I have a table with ~4.5 million data for 3 months. I have indexed the "accessedAt" column which stores time in epoch and has datatype BIGINT, When I ran the query postgres did a bit map index scan on 700K rows. in (~48.2s). But when I dropped the index it did a seq scan on 700K rows in (~4s).
[QUERY] explain analyze select id from access_histories where "accessedAt" >= 1631903400 and "accessedAt" <= 1633112999;
i.e from 17 sept 2021 - 01 oct 2021.
Bitmap Heap Scan on access_histories (cost=14655.35..144416.85 rows=715992 width=8) (actual time=238.837..21154.597 rows=715535 loops=1)
Recheck Cond: (("accessedAt" >= 1631903400) AND ("accessedAt" <= 1633112999))
Rows Removed by Index Recheck: 1716759
Heap Blocks: exact=48015 lossy=33133
Buffers: shared hit=3 read=82972 written=8
I/O Timings: read=19860.378 write=4.389
-> Bitmap Index Scan on "access_histories_accessedAt_idx" (cost=0.00..14476.35 rows=715992 width=0) (actual time=229.267..229.272 rows=715535 loops=1)
Index Cond: (("accessedAt" >= 1631903400) AND ("accessedAt" <= 1633112999))
Buffers: shared hit=3 read=1824
I/O Timings: read=62.423
Planning:
Buffers: shared hit=20 read=1
I/O Timings: read=0.012
Planning Time: 1.168 ms
Execution Time: 21198.731 ms
After dropping the index.
Seq Scan on access_histories (cost=0.00..155405.02 rows=715992 width=8) (actual time=0.035..10278.345 rows=715535 loops=1)
Filter: (("accessedAt" >= 1631903400) AND ("accessedAt" <= 1633112999))

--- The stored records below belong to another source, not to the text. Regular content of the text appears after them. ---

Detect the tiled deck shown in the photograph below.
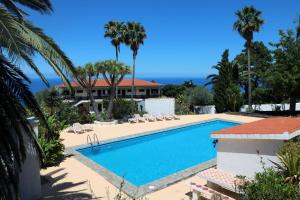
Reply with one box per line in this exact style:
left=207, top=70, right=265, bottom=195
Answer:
left=41, top=114, right=260, bottom=200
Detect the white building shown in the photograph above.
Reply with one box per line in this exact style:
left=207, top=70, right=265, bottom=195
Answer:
left=57, top=79, right=162, bottom=112
left=138, top=98, right=175, bottom=115
left=211, top=117, right=300, bottom=178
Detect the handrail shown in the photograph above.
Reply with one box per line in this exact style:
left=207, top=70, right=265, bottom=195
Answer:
left=86, top=135, right=94, bottom=149
left=93, top=133, right=99, bottom=144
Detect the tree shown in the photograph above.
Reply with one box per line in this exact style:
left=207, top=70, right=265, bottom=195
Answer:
left=267, top=30, right=300, bottom=115
left=162, top=84, right=186, bottom=97
left=0, top=0, right=74, bottom=199
left=95, top=60, right=131, bottom=118
left=124, top=22, right=147, bottom=104
left=104, top=21, right=125, bottom=61
left=205, top=49, right=241, bottom=112
left=184, top=86, right=213, bottom=109
left=75, top=63, right=100, bottom=120
left=233, top=6, right=264, bottom=110
left=234, top=42, right=278, bottom=104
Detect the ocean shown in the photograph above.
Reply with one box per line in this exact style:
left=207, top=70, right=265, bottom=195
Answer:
left=30, top=77, right=207, bottom=94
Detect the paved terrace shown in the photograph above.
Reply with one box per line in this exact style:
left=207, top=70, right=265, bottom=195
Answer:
left=41, top=114, right=260, bottom=200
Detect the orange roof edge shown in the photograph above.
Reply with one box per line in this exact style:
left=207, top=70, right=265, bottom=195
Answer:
left=211, top=117, right=300, bottom=137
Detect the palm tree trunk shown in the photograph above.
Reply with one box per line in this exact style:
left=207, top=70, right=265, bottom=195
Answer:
left=247, top=45, right=252, bottom=112
left=107, top=84, right=116, bottom=118
left=290, top=94, right=297, bottom=116
left=131, top=54, right=136, bottom=112
left=88, top=89, right=100, bottom=121
left=115, top=46, right=119, bottom=98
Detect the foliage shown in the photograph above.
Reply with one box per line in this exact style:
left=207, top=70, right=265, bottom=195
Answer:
left=184, top=86, right=213, bottom=109
left=206, top=49, right=241, bottom=112
left=175, top=95, right=192, bottom=115
left=233, top=6, right=264, bottom=111
left=162, top=84, right=186, bottom=98
left=266, top=30, right=300, bottom=115
left=74, top=63, right=100, bottom=120
left=272, top=141, right=300, bottom=185
left=124, top=22, right=147, bottom=101
left=0, top=0, right=74, bottom=199
left=38, top=134, right=65, bottom=168
left=104, top=21, right=126, bottom=61
left=234, top=42, right=278, bottom=104
left=240, top=169, right=300, bottom=200
left=112, top=98, right=136, bottom=119
left=182, top=80, right=196, bottom=88
left=95, top=60, right=131, bottom=118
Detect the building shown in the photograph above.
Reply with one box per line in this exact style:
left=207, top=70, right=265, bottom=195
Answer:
left=211, top=117, right=300, bottom=178
left=190, top=117, right=300, bottom=200
left=58, top=79, right=162, bottom=112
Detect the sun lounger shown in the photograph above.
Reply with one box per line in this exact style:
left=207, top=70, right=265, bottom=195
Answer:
left=134, top=114, right=146, bottom=122
left=143, top=114, right=155, bottom=122
left=72, top=123, right=84, bottom=134
left=170, top=114, right=180, bottom=120
left=155, top=115, right=164, bottom=121
left=164, top=115, right=174, bottom=120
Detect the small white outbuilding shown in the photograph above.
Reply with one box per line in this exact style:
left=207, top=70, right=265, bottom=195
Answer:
left=138, top=98, right=175, bottom=115
left=211, top=117, right=300, bottom=178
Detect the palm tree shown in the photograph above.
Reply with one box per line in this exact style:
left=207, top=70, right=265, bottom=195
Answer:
left=0, top=0, right=74, bottom=199
left=95, top=60, right=131, bottom=118
left=124, top=22, right=147, bottom=105
left=75, top=63, right=100, bottom=120
left=104, top=21, right=125, bottom=61
left=233, top=6, right=264, bottom=111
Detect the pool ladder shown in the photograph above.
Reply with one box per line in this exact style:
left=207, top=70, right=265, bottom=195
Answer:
left=86, top=133, right=99, bottom=149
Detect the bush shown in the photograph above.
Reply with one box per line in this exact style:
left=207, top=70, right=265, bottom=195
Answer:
left=112, top=99, right=136, bottom=119
left=240, top=169, right=300, bottom=200
left=175, top=95, right=193, bottom=115
left=38, top=134, right=65, bottom=168
left=184, top=86, right=213, bottom=108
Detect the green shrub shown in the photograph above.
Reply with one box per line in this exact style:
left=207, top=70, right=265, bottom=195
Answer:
left=38, top=134, right=65, bottom=168
left=112, top=99, right=133, bottom=119
left=175, top=95, right=193, bottom=115
left=240, top=169, right=300, bottom=200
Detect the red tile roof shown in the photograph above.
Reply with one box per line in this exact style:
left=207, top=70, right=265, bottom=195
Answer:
left=58, top=79, right=160, bottom=88
left=211, top=117, right=300, bottom=135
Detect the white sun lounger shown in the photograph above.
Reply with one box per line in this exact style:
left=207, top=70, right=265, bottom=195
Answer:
left=170, top=114, right=180, bottom=120
left=155, top=115, right=164, bottom=121
left=72, top=123, right=84, bottom=134
left=143, top=114, right=155, bottom=122
left=164, top=115, right=174, bottom=120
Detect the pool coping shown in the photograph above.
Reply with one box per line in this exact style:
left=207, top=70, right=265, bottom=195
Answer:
left=65, top=118, right=241, bottom=198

Rows Removed by Filter: 4234466
Buffers: shared hit=23814 read=57341
I/O Timings: read=2083.283
Planning:
Buffers: shared hit=76 read=17
I/O Timings: read=7.851
Planning Time: 8.286 ms
Execution Time: 10316.716 ms
(10 rows)
So my question is why is postgres opting to go for index scan although sequential is less expensive.
p.s I know that postgres will go for seq scan if it has to query 5-10% of total data.